Yargıtay kararlarında uzun yıllardan beri “destekliğin yalnızca parasal olmayacağı, “yardım ve hizmet ederek de, gözetip kollayarak da destek olunabileceği” benimsendiğine göre, kesinlikle diyebiliriz ki, yoksun kalınan ölenin “bedensel ve düşünsel etkinliğiyle” sağladığı her türlü destekliktir. İşte ölenin yakınlarının zararı, malvarlığı eksilmesinin ötesinde ve öncelikle böyle bir zarardır.

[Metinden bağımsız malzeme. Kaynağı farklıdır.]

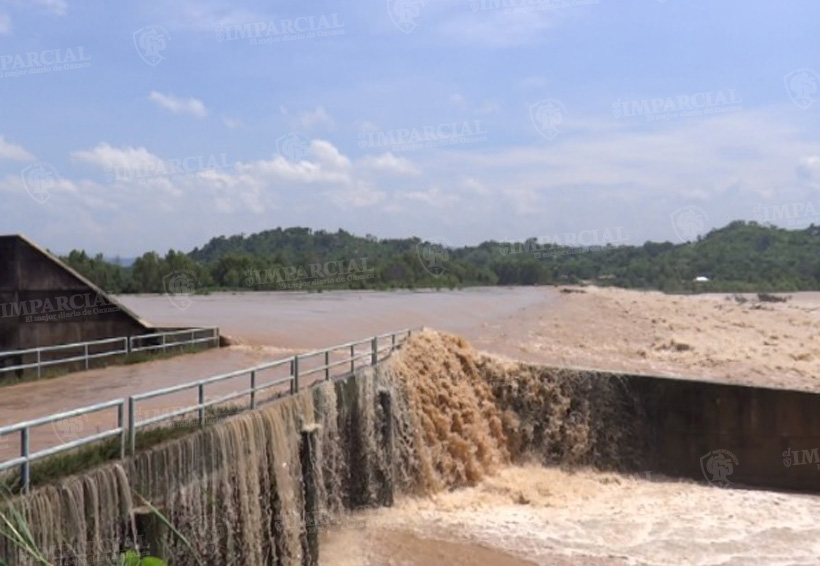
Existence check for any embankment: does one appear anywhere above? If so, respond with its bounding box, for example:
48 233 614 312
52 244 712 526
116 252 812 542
0 331 820 566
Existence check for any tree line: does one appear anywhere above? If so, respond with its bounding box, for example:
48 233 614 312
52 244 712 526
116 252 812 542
63 221 820 293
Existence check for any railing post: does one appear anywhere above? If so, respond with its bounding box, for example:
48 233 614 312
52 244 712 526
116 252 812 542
251 370 256 409
117 401 128 460
20 427 31 493
128 397 137 456
199 383 205 426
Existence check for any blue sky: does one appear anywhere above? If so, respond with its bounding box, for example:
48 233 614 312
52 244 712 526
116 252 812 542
0 0 820 256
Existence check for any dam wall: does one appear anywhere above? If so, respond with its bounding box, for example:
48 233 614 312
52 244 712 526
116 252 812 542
0 235 150 352
0 331 820 566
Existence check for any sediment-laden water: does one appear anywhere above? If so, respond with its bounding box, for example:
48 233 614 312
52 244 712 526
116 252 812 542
0 331 812 566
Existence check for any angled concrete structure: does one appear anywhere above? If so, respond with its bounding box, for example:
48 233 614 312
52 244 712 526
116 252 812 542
0 235 153 352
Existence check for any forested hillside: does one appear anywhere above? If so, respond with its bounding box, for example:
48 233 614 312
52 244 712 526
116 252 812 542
64 221 820 293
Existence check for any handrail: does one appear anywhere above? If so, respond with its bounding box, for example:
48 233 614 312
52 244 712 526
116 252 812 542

Yargıtay’ın artık yerleşik, düzenli ve tutarlı nitelik kazanmış kararlarına göre, ölenden mirasçılarına yüklü bir miras kalmış olsa bile,ölenin bedensel ve düşünsel etkinliğinden yoksun kalınması başlı başına bir zarardır ve bu zarar destekten yoksun kalma tazminatının ölçüsü olarak alınmak ve değerlendirilmek gerekmektedir.